Inorganic polyphosphate (polyP) is a polymer compromised of linearly arranged orthophosphate units that are linked through high-energy phosphoanhydride bonds. The chain length of this polymer varies from five to several thousand orthophosphates. PolyP is distributed in the most of the living organisms and plays multiple functions in mammalian cells, it is important for blood coagulation, cancer, calcium precipitation, immune response and many others. Essential role of polyP is shown for mitochondria, from implication into energy metabolism and mitochondrial calcium handling to activation of permeability transition pore (PTP) and cell death. PolyP is a gliotransmitter which transmits the signal in astrocytes via activation of P2Y1 receptors and stimulation of phospholipase C. PolyP-induced calcium signal in astrocytes can be stimulated by different lengths of this polymer but only long chain polyP induces mitochondrial depolarization by inhibition of respiration and opening of the PTP. It leads to induction of astrocytic cell death which can be prevented by inhibition of PTP with cyclosporine A. Thus, medium- and short-length polyP plays role in signal transduction and mitochondrial metabolism of astrocytes and long chain of this polymer can be toxic for the cells.

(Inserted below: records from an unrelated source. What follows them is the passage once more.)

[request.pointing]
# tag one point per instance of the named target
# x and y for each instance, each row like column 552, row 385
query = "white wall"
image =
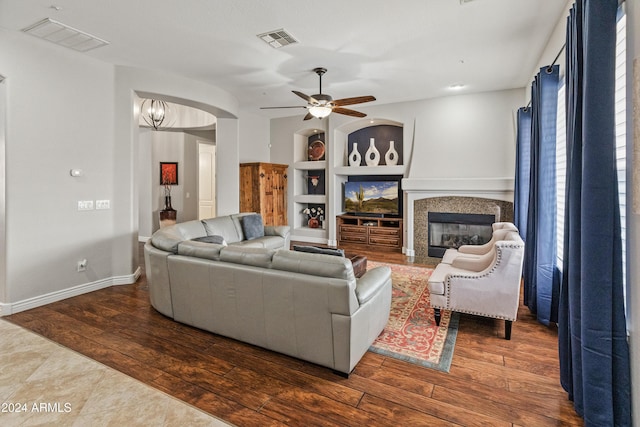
column 254, row 137
column 66, row 110
column 59, row 116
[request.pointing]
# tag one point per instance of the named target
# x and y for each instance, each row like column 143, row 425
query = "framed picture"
column 168, row 173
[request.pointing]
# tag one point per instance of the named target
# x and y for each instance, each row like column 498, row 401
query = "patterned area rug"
column 411, row 333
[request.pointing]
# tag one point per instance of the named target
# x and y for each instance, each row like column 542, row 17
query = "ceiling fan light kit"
column 322, row 105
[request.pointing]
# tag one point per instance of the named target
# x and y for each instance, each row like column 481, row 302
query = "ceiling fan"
column 321, row 105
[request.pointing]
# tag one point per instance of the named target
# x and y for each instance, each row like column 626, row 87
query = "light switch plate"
column 103, row 204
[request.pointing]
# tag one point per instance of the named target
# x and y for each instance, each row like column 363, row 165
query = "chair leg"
column 507, row 329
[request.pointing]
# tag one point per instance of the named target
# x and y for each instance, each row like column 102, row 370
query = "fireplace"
column 452, row 230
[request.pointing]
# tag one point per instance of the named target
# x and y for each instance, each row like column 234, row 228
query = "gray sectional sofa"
column 309, row 306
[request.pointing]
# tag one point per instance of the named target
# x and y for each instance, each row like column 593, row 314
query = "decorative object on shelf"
column 313, row 215
column 316, row 150
column 354, row 157
column 314, row 180
column 372, row 156
column 155, row 113
column 168, row 177
column 391, row 158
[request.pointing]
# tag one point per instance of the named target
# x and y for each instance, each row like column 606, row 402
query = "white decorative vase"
column 372, row 156
column 391, row 158
column 354, row 156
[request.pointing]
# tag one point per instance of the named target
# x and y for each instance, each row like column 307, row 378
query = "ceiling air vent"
column 277, row 38
column 64, row 35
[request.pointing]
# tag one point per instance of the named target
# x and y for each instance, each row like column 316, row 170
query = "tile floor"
column 43, row 383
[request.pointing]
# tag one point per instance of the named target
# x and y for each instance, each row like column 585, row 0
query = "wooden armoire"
column 263, row 189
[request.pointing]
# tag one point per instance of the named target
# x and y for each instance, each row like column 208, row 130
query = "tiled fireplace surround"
column 479, row 196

Alzheimer's disease (AD) is a neurodegenerative disease characterized by the aggregation of amyloid β-peptide (Aβ) into β-sheet-rich fibrils. Although plaques containing Aβ fibrils have been viewed as the conventional hallmark of AD, recent research implicates small oligomeric species formed during the aggregation of Aβ in the neuronal toxicity and cognitive deficits associated with AD. We have demonstrated that oligomers, but not monomers, of Aβ 40 and Aβ 42 were found to induce calcium signalling in astrocytes but not in neurons. This cell specificity was dependent on the higher cholesterol level in the membrane of astrocytes compared with neurons. The Aβ-induced calcium signal stimulated NADPH oxidase and induced increased reactive oxygen species (ROS) production. These events are detectable at physiologically relevant concentrations of Aβ. Excessive ROS production and Ca 2+ overload induced mitochondrial depolarization through activation of the DNA repairing enzyme poly(ADP-ribose) polymerase-1 (PARP-1) and opening mitochondrial permeability transition pore (mPTP). Aβ significantly reduced the level of GSH in both astrocytes and neurons, an effect which is dependent on external calcium. Thus Aβ induces a [Ca 2+ ] c signal in astrocytes which could regulate the GSH level in co-cultures that in the area of excessive ROS production could be a trigger for neurotoxicity. The pineal hormone melatonin, the glycoprotein clusterin and regulation of the membrane cholesterol can modify Aβ-induced calcium signals, ROS production and mitochondrial depolarization, which eventually lead to neuroprotection.